The report, sent to clients early on May 30th, looks closely at the non-broadcasting side of BSkyB’s business, not least its ADSL and broadband fibre costs, and revenues, and says it is not a pretty picture for BSkyB. Berenberg is also anxious about the prospects – ever – of BSkyB winning access to BT Sport’s valuable football content.
The bank’s staff recently met with BT senior executives. “As far as the Champions League is concerned, BT management was keen to stress that it sees these rights as having de-risked its Premier League bid. The message to the market is that BT will not get drawn into a silly bidding war, and can afford to step away from the Premier League (unlike BSkyB, which cannot). While that may be taken positively for BSkyB too, in the same breath BT has said that it will invest some of the “billions” of savings that it expects to make, and will spend them on consumer growth initiatives. One of those is likely to be mobile, but we expect the other to be more content. With no wholesale deal likely, we believe that competition for the Premier League results will lead to substantial further cost inflation,” states Berenberg.
The bank’s analysts take a cost-per-household when examining the various top-tier football packages available over Europe.

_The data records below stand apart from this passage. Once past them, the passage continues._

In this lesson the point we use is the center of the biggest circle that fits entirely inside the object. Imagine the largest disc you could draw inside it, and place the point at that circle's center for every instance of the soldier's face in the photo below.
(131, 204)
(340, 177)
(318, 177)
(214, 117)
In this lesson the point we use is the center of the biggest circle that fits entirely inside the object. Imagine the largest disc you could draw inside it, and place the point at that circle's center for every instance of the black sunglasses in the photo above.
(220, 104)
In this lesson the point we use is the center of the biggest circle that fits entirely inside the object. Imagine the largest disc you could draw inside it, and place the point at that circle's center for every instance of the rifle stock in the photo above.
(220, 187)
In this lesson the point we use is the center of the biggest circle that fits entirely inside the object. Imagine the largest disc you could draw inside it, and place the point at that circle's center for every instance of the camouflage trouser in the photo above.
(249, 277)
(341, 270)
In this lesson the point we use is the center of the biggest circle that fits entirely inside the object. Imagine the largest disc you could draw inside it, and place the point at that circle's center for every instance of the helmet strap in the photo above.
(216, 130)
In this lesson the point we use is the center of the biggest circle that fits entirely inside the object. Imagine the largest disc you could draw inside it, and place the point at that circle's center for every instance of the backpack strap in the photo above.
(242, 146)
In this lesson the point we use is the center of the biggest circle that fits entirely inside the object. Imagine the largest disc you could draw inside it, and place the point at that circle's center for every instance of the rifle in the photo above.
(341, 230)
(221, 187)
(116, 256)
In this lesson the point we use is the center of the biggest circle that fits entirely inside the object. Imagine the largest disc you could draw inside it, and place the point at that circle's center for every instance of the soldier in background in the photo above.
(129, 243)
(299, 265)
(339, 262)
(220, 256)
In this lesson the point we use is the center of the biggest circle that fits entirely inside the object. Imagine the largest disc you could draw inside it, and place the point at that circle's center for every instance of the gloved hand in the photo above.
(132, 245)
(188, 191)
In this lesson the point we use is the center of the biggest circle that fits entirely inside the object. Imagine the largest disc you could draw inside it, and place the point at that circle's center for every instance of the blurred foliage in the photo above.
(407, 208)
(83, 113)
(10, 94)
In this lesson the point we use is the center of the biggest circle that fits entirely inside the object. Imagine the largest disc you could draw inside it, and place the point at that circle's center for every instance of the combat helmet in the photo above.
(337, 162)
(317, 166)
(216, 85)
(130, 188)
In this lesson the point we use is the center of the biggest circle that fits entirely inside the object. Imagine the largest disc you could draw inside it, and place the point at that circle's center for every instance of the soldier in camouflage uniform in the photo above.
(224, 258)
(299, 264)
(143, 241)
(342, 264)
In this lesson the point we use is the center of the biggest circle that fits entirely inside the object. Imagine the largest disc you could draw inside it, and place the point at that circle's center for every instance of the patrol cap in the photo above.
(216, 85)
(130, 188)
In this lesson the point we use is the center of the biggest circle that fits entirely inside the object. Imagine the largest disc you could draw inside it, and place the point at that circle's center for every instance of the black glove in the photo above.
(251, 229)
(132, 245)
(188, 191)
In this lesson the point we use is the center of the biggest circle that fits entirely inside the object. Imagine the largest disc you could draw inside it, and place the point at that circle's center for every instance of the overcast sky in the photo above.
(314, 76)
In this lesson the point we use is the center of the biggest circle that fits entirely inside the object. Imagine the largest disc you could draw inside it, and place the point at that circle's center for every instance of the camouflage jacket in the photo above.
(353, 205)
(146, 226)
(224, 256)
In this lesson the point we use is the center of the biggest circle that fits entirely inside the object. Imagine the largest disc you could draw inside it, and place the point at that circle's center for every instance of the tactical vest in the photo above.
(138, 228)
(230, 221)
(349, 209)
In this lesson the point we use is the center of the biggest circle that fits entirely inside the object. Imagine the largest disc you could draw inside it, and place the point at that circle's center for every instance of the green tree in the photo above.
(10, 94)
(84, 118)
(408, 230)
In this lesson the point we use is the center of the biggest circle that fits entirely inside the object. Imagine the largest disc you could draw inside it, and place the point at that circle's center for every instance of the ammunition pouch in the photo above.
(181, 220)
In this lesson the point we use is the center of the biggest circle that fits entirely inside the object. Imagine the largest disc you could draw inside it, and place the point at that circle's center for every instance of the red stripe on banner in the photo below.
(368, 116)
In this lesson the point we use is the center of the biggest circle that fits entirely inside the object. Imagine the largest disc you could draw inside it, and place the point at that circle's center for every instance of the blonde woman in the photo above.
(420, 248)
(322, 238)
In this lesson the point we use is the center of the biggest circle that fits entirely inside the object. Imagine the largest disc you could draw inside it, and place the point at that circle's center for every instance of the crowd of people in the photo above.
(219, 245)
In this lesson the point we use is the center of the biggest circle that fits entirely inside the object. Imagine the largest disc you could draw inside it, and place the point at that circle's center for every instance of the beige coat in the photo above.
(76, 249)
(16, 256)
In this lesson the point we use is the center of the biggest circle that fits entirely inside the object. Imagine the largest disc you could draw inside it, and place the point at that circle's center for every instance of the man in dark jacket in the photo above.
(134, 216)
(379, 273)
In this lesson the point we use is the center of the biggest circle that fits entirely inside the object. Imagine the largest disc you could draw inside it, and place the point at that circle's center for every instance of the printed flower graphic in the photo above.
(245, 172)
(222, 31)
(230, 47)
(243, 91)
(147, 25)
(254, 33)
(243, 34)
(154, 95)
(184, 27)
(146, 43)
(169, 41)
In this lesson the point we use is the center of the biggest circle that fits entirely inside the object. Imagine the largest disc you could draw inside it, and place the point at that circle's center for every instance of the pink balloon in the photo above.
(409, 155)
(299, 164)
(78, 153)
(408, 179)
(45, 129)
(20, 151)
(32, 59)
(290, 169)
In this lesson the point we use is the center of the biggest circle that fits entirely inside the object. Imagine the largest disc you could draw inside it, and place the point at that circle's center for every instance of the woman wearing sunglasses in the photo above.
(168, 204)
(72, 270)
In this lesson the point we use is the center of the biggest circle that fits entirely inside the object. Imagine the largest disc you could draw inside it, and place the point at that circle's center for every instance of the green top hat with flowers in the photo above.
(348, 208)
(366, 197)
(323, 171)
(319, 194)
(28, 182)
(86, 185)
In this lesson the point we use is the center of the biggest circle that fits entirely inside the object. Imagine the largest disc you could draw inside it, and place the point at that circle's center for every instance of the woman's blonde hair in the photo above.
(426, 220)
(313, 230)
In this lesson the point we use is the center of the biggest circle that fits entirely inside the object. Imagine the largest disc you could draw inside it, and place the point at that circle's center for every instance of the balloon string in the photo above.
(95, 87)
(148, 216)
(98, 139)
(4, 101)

In the UK the cost of viewing Premier League football works out at “71” when spread over 14.3 million homes. In Germany it is much higher (“95”) when apportioned over just 4.3 million homes, and 35 per cent higher than the UK. In France it is 14 per cent cheaper, at “60”, while Spain is hugely expensive (at “107”) and a 51 per cent premium over UK costs, while Italy is 23 per cent higher than the UK (at “87”) for its 8.5 million pay-TV homes.
In other words, implies the bank, the upcoming Premier League costs will rise, both in terms of inflation but also substantially and perhaps by around 60 per cent.
Hence the bank’s view that BSkyB is looking outside the UK for “salvation” and by diversifying into a set of markets that it knows well, and where there are plenty of former BSkyB execs in gainful employment.
But, “for BSkyB shareholders, the deal would also represent a material change in the profile of their investment. We recognise that an investor in BSkyB today likes it because it is generating steady cash flow, has a strong balance sheet and is returning cash to shareholders. Equally, a shareholder in BSkyB clearly has a less negative view on the market environment than we do, and is not concerned about major rights inflation,” says the bank, and sticks with its “SELL” recommendation on BSkyB stock.